The Phantom Tollbooth, by Norton Juster
This is supposed to be a children’s book, but I’m not sure what age group the author was going for. I know that it’s a little too old for my 9 y/o, but I can’t imagine a 12 y/o reading what is basically a fairy tale, either. What I mean by too old for the 9 y/o: I’m not sure he would understand the “Island of Conclusions” and how you can only get there by jumping. (You know…..“jumping to conclusions”?) The book has a lot of puns, basically, and I KNOW he’s not going to get any puns. However, the book was written in 1961, and maybe kids were smarter then.
Anyway, it’s about a boy named Milo who is unhappy. “Wherever he was he wished he were somewhere else, and when he got there he wondered why he’d bothered. Nothing really interested him—least of all the things that should have.” One day he comes home from school to find a box in his room. The accompanying note says FOR MILO, WHO HAS PLENTY OF TIME. He opens it, and it’s a tollbooth. A purple tollbooth. The assembles it, shrugs, drives his toy car through it, and ends up in a CRAZY WILD ADVENTURE!!!!! He meets a part-dog-part-alarm clock tamed Tock, a “humbug” named Humbug, King Azaz the Unabridged, and the Mathmagician. By the end he has a new appreciation for knowledge, he’s saved the kingdom, and he’s a kid who wants to explore and play, etc. Eventually he gets home, and the next day the tollbooth is gone, just as mysteriously as it came.
The Help, by Kathryn Stockett
It’s set in the early 60s, and it’s told by 3 women: Skeeter, a 23 y/o white girl, single, still living with her parents, missing her family’s former maid, and wishing to be a writer. Aibileen, a black maid who’s great with her bosses’ children, moves on to a new job when the kids get old enough to stop loving her and start hating blacks. Minnie, black maid with loud mouth, works best for deaf old ladies who can’t hear her talk back.
Skeeter gets an idea: a book of interviews of black maids for their side of life—what it’s like to work for white women and raise white kids while simultaneously being treated as if they are barely human and not fit to breathe the same air.
I cannot do this book justice, so I’m not writing anything else. Just this: I loved it, and Mom loved it.
I Am the Messenger, by Markus Zusak
I read a book by Zusak before, called “The Book Thief” and I simply loved it, so I was prepared to love this as well. It’s not just a “Book Thief 2”….it’s good, but definitely in a different way. Like Book Thief, it’s not my age group. Technically, it’s young adult. What is the age range of young adult? I’m pretty sure most moms in this town wouldn’t let their 13 y/o read this book. If I were to recommend it to anyone, I’d say maybe 16 and up, just so I don’t get parents mad at me. However, I’d let my 13 y/o read it, if I had one. And I was reading worse when I was 13, anyway.

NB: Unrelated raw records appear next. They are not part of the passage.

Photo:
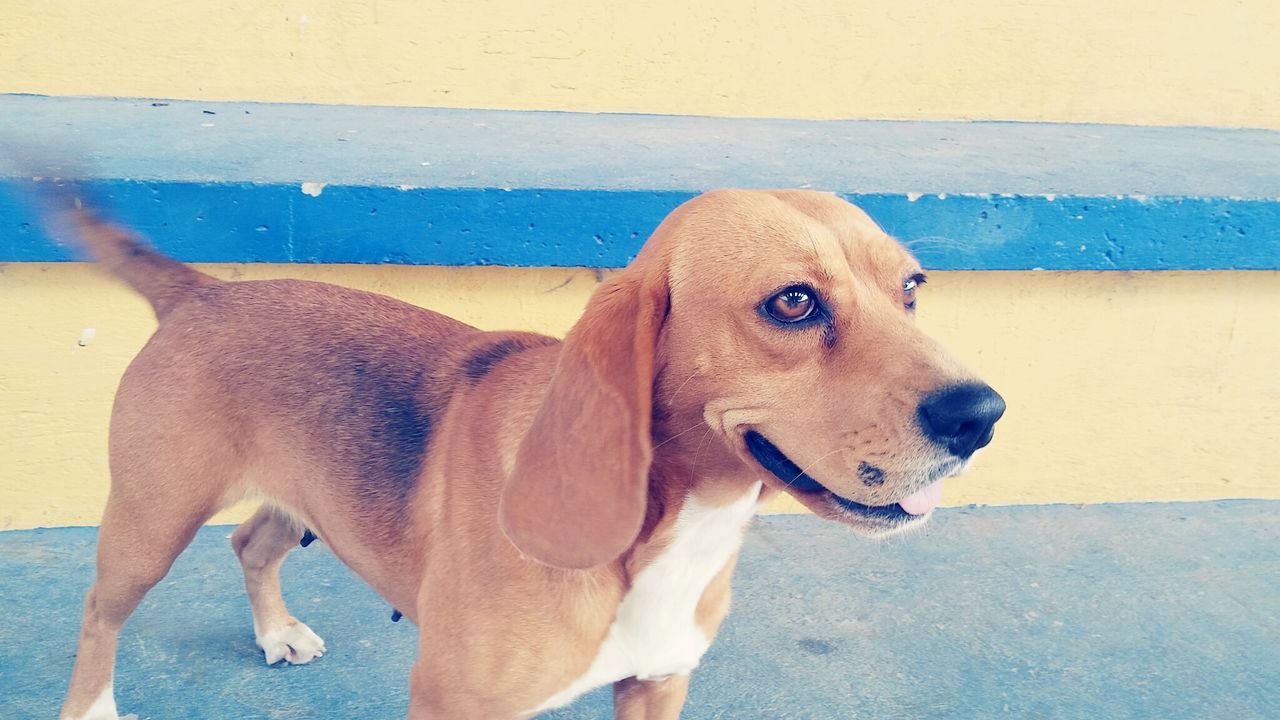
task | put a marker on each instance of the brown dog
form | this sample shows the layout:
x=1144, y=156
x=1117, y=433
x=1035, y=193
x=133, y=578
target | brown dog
x=553, y=515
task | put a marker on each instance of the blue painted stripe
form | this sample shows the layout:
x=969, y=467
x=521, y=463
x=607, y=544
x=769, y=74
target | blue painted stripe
x=272, y=223
x=223, y=182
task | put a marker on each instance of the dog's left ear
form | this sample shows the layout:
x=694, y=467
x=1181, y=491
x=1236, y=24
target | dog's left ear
x=576, y=497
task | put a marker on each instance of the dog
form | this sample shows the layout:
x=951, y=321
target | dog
x=553, y=515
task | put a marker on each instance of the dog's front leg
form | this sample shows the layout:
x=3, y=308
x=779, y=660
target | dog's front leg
x=649, y=700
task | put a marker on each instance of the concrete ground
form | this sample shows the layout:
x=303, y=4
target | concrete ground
x=1144, y=611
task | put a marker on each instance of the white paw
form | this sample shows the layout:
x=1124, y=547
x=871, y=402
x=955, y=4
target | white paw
x=104, y=707
x=293, y=643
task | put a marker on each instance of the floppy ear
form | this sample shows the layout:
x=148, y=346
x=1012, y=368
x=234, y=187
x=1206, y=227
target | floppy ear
x=576, y=497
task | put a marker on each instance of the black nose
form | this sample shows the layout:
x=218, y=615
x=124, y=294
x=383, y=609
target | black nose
x=961, y=418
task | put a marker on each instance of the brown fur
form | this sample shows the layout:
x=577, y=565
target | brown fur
x=502, y=488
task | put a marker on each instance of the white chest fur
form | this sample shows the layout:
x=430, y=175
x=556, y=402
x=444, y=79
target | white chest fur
x=656, y=633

Synopsis: Ed Kennedy gets chosen. For what, he doesn’t know. He just starts getting playing cards in the mail and phone calls at night and visits from hooligans. According to the first card, he is to go to 3 addresses at the time specified. It’s not until he gets to the first address that he figures out what, exactly, he is supposed to DO. He is supposed to help! The types of help vary—one involves murder, one involves the impersonation of a dead man, the other involves an empty shoe box. When that card is finished, he receives another. And then another. One for every suit. By the end, he has made things better for a few people for a little while, and he has made things way better for a few people for a long while. He goes to 12 addresses, but some addresses have more than one person who benefits, so he ends up helping like 25 people. It’s very, very, very, very sweet! I loved all the cards, even the ones that were very hard for him to complete. The last card is my favorite, because it’s the most personal. My only beef with the book was the shitty ending. I wanted to person behind the cards to be some kindly, old benefactor who noticed some things that were wrong, somehow, and decided to pick Ed to fix them, so that Ed could learn an important lesson in the process. Instead Zusak himself shows up, says HI, I CREATED ALL THIS. TO, LIKE, SHOW HUMANITY THAT AN ORDINARY PERSON CAN DO EXTRAORDINARY THINGS. BUT THEN I COULDN’T END IT, SO I JUST CRAPPED THIS OUT. SEE YA.
Ok, really? Truthfully? I love Markus Zusak. That man has a fucking way with words. I wish I had marked every sentence that I loved so that I could write a few of them here, but I didn’t, and a quick flip-through of the book didn’t give me any. Just read this or The Book Thief. You’ll know what I mean.